Anggota DPRD Salatiga menyebut SMA mampu mencukupi kebutuhan siswa lulusan SMP di kota tersebut.
"Sehingga, kita (Komisi A DPRD Salatiga membidangi pendidikan) prihatin jika di tengah persoalan Proses Penerimaan Peserta Didik Baru (PPDB) justru banyak anak-anak kota kelahiran Salatiga tidak bisa bersekolah di kota asal," kata Ketua Komisi A DPRD Salatiga Nono Rahono saat ditemui di Gedung DPRD Salatiga, Jumat (14/7).
Ia menyebut, sistem zonasi menyebabkan siswa tinggal di pinggiran justru diterima di daerah lain.
"Teman-teman yang di pinggiran kota Salatiga justru tidak bisa bersekolah di kota Salatiga sendiri, misalnya yang di daerah Argomulyo dan sebagian di Tingkir Lor itu masuknya bisa sekolah di pinggiran Salatiga," terangnya.
Dia mengatakan, jumlah sekolah di Salatiga dengan jumlah lulusan SMP ke SLTA sederajat itu dipastikan tercukupi.

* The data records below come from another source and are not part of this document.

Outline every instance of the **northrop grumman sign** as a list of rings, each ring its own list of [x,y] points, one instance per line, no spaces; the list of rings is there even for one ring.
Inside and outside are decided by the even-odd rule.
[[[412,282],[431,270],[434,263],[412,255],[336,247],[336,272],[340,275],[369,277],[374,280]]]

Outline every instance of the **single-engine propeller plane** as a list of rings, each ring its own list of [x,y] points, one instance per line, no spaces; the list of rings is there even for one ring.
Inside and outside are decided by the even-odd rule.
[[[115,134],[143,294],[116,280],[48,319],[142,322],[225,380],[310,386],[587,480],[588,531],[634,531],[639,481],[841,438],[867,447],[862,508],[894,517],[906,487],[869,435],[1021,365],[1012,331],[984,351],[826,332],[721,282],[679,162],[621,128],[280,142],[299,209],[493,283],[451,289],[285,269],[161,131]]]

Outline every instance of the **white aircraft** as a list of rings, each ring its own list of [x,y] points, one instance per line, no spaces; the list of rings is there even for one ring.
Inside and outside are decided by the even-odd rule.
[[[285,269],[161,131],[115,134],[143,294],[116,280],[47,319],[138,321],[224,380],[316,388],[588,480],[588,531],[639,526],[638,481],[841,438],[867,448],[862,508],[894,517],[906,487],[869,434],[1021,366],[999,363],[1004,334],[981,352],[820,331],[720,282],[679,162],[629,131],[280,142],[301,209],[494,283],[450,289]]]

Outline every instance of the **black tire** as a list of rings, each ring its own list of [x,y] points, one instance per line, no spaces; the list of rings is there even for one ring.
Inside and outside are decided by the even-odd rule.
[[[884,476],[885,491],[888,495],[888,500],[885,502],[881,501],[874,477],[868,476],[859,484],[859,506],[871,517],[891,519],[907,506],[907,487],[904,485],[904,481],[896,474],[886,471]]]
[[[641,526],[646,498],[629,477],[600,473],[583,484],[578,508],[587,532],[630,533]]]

Namun kenyataannya ada beberapa laporan masuk ke Komisi A DPRD banyak siswa asli Salatiga bersekolah di SMP Salatiga tidak bisa masuk.
Ia berharap, ada kebijakan dari pemerintah provinsi maupun pusat untuk meninjau kembali terkait dengan sistem zonasi tersebut.
Nono mengaku memantau langsung proses PPDB di awal. Namin karena wilayah / kewenangan di daerah hanya pendidikan dasar SD dan SMP maka tidak bisa menjangkau kepada tingkat SLTA sederajat. Padahal permasalahan itu muncul ketika sudah lulusan dari SMP masuk ke jenjang SLTA.
Sebagai langkah awal, lanjut dia, Komisi A DPRD akan mencoba berkoordinasi dengan Dinas Pendidikan Kota Salatiga untuk menyampaikan ke Kementerian Pendidikan di Jakarta.
Upaya ini terkait dengan harapan-harapan terhadap perkembangan sekolahan di Salatiga.
"Dan kami juga mempunyai channel-channel di DPR provinsi pusat mungkin mungkin akan kami sampaikan (permasalahan di daerah). Yang jelas, hal-hal yang ini menjadi catatan bagi kami," terangnya.